Authors
Martina Cardillo, PhD, Matthew J Friedman,BS, Anita Ng, PhD, Randall S. Davis, MD, Xiao J Yan, Ashna Shah, BS, Michael Ryan, Peter K Gregersen, MD, Steven L. Allen,MD, Jonathan E Kolitz, MD, Kanti R. Rai,MD, Paolo Ghia,MD PhD, Nicholas Chiorazzi,MD.
T-cell activation via T-cell receptor (TCR) signaling is less robust in patients with chronic lymphocytic leukemia (CLL) than in healthy controls (HC), contributing to the immune deficiency characteristic of CLL. In HCs, activated B cells are potent antigen-presenting cells (APCs), initiating T-cell responses through the presentation of processed antigenic peptides via MHC class II. However, in CLL, this process, particularly immune synapse formation, is defective. Most CLL cells and unswitched normal B cells express surface membrane IgM (smIgM) and IgD (smIgD), which share identical antigen-binding sites, and each isotype participates in antigen uptake. However, whether they do so equivalently and activate T cells equally have not been directly tested. Therefore, we evaluated if selectively targeting a foreign antigen to smIgM or smIgD affected antigen internalization, processing, and T-cell activation in HCs and people with CLL.
We engineered two murine monoclonal antibodies (mAbs) that are specific for human IgM or IgD and have very similar affinity constants for the respective antigens to express human IgG4 Fc domains (to avoid Fc receptor binding) and either included or excluded the receptor-binding domain (RBD) of the SARS-CoV-2 spike protein to the Fc domain: r-αIgM, r-αIgM-RBD, r-αIgD, and r-αIgD-RBD. The CXCR4DimCD5Bright CLL subset, also known as the proliferative fraction (PF), which is enriched for antigen presentation molecules, was the target of antigen delivery, uptake, and presentation. T-cell activation was measured by flow cytometry based on the enhanced expression of CD69, CD134, CD137, and the presence of intracellular IFNγ and IL-4. Confocal microscopy using the r-αIgM and r-αIgD conjugated with AF488 or AF647 or with pHrodo-labeled mAbs (Deep Red for IgM, Green for IgD) was used to track internalization and compartment deposition.

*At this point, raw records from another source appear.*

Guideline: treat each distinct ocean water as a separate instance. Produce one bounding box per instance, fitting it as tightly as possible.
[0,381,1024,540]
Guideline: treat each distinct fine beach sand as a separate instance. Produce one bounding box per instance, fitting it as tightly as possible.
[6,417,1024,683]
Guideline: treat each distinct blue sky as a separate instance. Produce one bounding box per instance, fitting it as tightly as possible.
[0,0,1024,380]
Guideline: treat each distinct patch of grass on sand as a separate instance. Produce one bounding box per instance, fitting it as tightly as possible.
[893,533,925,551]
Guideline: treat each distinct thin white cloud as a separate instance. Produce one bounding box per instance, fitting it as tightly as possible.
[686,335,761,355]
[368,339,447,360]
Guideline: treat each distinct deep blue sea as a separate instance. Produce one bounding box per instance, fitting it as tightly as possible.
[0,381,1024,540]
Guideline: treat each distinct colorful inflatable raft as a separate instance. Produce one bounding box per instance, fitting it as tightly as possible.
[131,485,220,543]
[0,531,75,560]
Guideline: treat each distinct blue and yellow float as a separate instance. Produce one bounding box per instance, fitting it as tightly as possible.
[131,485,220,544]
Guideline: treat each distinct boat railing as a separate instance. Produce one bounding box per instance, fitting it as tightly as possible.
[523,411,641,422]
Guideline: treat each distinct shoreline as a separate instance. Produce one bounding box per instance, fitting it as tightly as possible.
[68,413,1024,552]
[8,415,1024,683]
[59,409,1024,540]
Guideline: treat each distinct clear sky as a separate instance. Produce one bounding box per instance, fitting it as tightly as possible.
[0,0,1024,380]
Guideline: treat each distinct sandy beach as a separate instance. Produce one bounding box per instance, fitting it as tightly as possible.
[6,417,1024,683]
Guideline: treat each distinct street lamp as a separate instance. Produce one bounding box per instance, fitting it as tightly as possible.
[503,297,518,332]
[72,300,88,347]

Despite higher smIgM than smIgD expression on PF cells (P = 0.0141), internalization at 37°C showed significantly greater intracellular IgD than IgM (P = 0.0402), a pattern also observed in normal B cells (P = 0.0302).
While treatment with r-αIgM or r-αIgD alone had no impact, delivery of RBD via r-αIgD-RBD, but not via r-αIgM-RBD, resulted in significantly enhanced T-cell proliferation and activation (CD8+ P = 0.0445; CD8+CD134+ P = 0.0385). Numerous activation markers were significantly upregulated with r-αIgD-RBD versus r-αIgD alone, and also when directly compared to r-αIgM-RBD (e.g., CD4+CD69+ P=0.0012; CD4+CD134+ P=0.0014; CD8+CD137+ P = 0.0004; CD8+IL-4+ P = 0.0012; ). To validate these findings in a physiologic setting, we tested B cells from 19 healthy donors using the same antibody panel. In contrast to the CLL setting, both r-αIgM-RBD and r-αIgD-RBD stimulated T-cell responses, although r-αIgD-RBD consistently elicited stronger T-cell activation than r-αIgM-RBD across multiple readouts. Hence, even for normal B cells, smIgD mediates a more immunostimulatory outcome.

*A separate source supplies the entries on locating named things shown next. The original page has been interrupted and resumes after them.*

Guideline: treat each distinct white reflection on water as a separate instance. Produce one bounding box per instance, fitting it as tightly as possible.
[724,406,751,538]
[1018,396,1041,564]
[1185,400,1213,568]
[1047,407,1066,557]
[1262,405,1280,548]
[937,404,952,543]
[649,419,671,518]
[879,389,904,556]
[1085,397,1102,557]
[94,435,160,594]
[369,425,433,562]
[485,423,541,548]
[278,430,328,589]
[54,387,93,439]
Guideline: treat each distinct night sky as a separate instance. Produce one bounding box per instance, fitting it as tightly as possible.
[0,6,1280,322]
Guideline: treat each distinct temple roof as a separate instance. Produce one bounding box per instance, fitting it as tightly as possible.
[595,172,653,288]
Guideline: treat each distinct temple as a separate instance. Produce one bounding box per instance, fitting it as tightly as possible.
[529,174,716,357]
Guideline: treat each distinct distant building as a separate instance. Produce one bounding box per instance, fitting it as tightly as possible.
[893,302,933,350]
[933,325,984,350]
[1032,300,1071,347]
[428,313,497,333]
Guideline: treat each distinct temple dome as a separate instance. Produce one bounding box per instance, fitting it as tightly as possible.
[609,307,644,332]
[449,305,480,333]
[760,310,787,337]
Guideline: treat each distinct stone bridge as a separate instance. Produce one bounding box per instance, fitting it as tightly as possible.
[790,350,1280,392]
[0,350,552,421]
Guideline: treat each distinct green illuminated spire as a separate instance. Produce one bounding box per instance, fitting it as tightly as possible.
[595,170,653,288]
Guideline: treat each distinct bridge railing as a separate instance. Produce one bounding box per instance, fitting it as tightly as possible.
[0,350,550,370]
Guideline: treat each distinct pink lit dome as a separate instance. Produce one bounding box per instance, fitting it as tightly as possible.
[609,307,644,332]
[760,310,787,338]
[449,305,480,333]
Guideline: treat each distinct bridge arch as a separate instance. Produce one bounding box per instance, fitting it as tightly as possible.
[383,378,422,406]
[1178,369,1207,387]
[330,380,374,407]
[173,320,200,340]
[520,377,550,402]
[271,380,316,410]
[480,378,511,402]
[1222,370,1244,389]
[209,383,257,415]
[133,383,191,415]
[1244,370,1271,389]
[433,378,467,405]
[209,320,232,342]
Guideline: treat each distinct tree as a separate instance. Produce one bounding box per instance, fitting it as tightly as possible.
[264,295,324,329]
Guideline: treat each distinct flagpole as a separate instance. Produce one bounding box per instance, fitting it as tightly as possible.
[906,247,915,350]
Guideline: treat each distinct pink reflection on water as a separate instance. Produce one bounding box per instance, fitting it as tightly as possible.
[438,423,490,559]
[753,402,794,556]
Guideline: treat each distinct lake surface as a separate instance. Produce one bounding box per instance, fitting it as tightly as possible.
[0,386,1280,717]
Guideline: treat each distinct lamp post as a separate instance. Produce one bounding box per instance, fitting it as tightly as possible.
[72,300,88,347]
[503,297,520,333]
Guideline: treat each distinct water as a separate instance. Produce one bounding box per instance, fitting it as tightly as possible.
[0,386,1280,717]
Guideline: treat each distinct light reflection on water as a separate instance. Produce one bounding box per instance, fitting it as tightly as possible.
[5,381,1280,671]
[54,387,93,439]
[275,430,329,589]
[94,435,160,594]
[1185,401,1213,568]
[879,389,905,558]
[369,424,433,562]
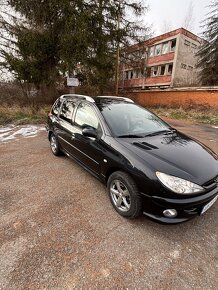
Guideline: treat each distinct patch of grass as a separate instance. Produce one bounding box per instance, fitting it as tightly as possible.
[150,107,218,125]
[0,106,218,125]
[0,106,50,125]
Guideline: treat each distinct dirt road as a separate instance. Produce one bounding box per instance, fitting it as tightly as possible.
[0,120,218,290]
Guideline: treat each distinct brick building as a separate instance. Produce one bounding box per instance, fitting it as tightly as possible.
[119,28,202,89]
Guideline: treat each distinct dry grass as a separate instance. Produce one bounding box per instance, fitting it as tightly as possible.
[150,107,218,125]
[0,105,218,125]
[0,106,50,125]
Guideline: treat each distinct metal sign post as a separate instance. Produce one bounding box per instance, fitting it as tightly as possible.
[67,78,79,94]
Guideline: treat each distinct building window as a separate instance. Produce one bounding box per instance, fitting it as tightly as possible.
[149,46,155,56]
[155,44,162,55]
[191,43,198,49]
[184,39,190,46]
[188,65,193,70]
[162,42,169,54]
[167,63,173,75]
[170,38,176,51]
[151,66,158,77]
[181,63,187,69]
[128,70,133,80]
[146,67,151,78]
[160,65,166,76]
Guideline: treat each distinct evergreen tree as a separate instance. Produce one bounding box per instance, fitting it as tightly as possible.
[197,0,218,86]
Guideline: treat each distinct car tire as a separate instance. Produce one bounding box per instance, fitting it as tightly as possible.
[107,171,142,218]
[50,133,62,156]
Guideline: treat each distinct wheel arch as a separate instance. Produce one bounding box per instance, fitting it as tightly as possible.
[48,131,53,141]
[105,166,133,184]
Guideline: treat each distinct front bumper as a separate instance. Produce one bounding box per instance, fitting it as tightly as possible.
[143,187,218,224]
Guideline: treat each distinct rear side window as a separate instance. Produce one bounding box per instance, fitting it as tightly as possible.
[51,98,62,116]
[59,101,75,122]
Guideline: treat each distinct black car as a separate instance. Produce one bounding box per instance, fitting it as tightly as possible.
[47,94,218,223]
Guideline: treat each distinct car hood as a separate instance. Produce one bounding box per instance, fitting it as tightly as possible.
[117,131,218,185]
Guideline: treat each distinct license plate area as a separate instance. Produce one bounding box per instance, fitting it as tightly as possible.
[201,195,218,215]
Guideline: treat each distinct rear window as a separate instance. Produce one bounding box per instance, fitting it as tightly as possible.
[51,98,62,116]
[59,100,75,122]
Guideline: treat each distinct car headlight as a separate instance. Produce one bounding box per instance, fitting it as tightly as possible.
[156,171,204,194]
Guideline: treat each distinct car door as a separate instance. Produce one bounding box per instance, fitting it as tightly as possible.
[71,102,103,175]
[56,99,75,154]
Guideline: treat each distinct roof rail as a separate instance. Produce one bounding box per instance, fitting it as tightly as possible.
[98,96,134,103]
[60,94,95,103]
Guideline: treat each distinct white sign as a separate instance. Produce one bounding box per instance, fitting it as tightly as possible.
[67,78,79,87]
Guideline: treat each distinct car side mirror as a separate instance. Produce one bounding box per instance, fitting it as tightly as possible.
[82,127,98,138]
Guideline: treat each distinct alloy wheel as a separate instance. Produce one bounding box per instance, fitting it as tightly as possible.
[110,179,131,212]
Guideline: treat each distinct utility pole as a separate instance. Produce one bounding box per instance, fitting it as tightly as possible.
[115,0,120,96]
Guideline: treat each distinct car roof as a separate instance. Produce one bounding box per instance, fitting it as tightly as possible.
[60,94,134,105]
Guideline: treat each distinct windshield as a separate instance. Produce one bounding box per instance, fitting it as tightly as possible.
[99,102,171,137]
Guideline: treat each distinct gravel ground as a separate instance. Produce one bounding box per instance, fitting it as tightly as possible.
[0,120,218,290]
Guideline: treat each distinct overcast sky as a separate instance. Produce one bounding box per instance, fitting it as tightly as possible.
[146,0,210,36]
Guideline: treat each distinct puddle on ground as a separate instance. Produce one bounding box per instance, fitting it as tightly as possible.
[0,125,45,142]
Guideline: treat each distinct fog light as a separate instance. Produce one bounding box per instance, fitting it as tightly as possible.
[163,209,177,218]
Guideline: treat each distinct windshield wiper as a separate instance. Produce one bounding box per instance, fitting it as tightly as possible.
[145,128,176,137]
[117,134,144,138]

To ensure that this effect was specific to the PF and not generalizable across all CLL cells, we tested the resting fraction (RF, CXCR4BrightCD5Dim) in 10 patients. In contrast to the consistent PF data, the RF results were heterogeneous. While some patients showed responsiveness to r-αIgM-RBD, overall T-cell activation was less consistent and not as robust as with the PF. These findings are consistent with antigen-presenting capacity varying with the activation state of B cells and PF cells being more effective for modeling immunostimulatory mechanisms.

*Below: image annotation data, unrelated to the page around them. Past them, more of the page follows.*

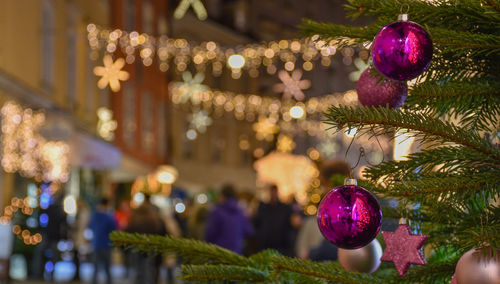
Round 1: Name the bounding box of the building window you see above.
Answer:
[142,1,154,34]
[41,0,54,88]
[67,5,78,109]
[123,0,135,31]
[85,53,96,112]
[122,83,137,149]
[141,92,155,153]
[210,125,227,164]
[157,101,167,158]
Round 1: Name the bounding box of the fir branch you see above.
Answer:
[272,256,381,284]
[325,106,500,159]
[345,0,500,33]
[391,260,457,283]
[110,232,251,266]
[405,80,500,132]
[363,146,500,182]
[299,19,500,57]
[360,175,492,204]
[182,264,269,283]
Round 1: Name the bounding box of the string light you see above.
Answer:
[87,23,364,78]
[97,107,117,141]
[1,102,69,182]
[174,0,208,21]
[94,55,129,92]
[169,82,357,141]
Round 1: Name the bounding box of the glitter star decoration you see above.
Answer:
[189,110,212,133]
[349,58,370,82]
[276,134,297,153]
[380,224,427,276]
[174,0,207,21]
[175,71,208,104]
[94,55,129,92]
[252,116,280,141]
[273,70,311,101]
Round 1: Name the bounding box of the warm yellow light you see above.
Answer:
[311,193,321,203]
[345,127,358,138]
[63,195,77,216]
[306,205,318,215]
[307,148,320,161]
[227,54,245,69]
[393,129,415,161]
[94,55,129,92]
[290,106,305,119]
[156,165,179,184]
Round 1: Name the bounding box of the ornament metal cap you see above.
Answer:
[344,178,358,185]
[398,14,408,21]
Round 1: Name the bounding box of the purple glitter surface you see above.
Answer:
[372,21,432,81]
[318,185,382,249]
[356,68,407,108]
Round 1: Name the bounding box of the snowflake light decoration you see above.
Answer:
[349,58,370,82]
[189,110,212,133]
[273,70,311,101]
[276,134,297,153]
[318,137,340,158]
[174,0,207,21]
[94,55,129,92]
[252,116,280,141]
[174,71,208,104]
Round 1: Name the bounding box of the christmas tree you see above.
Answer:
[112,0,500,283]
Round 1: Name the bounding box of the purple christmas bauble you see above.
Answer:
[372,21,432,81]
[318,185,382,249]
[356,68,407,108]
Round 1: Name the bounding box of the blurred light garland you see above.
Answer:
[1,101,69,182]
[0,196,42,245]
[87,24,360,76]
[169,82,358,141]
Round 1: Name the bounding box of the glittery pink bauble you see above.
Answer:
[356,68,407,108]
[372,21,432,81]
[318,185,382,249]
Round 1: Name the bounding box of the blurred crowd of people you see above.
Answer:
[30,162,350,284]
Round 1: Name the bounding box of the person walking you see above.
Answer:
[254,185,295,256]
[127,195,167,284]
[89,198,117,284]
[205,185,253,254]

To further explore the mechanistic basis for these differential responses, we evaluated HLA-DR expression, an essential component of antigen presentation, in 20 CLL samples (10 mutated [M-CLL] and 10 unmutated [U-CLL]). After 1-hour incubation with the r-αIgM-RBD or r-αIgD-RBD, HLA-DR expression was significantly higher in the PF compared to the RF and was significantly enhanced only by r-αIgD-RBD. Notably, the highest levels of surface HLA-DR expression were observed in U-CLL samples, suggesting that these cells may have a greater intrinsic capacity for antigen presentation.
Finally, we used confocal microscopy to identify the intracellular locations of IgM and IgD after surface membrane engagement. Remarkably, this revealed that smIgM and smIgD arrive in distinct intracellular compartments.
Collectively, these findings suggest that smIgD elicits more effective antigen processing and presentation, resulting in greater activation of foreign antigen-specific T cells in both CLL and healthy individuals. This distinct smIgD-mediated pathway may offer a novel strategy to enhance immune responses to foreign and tumor-associated antigens, particularly in immunodeficient states like CLL.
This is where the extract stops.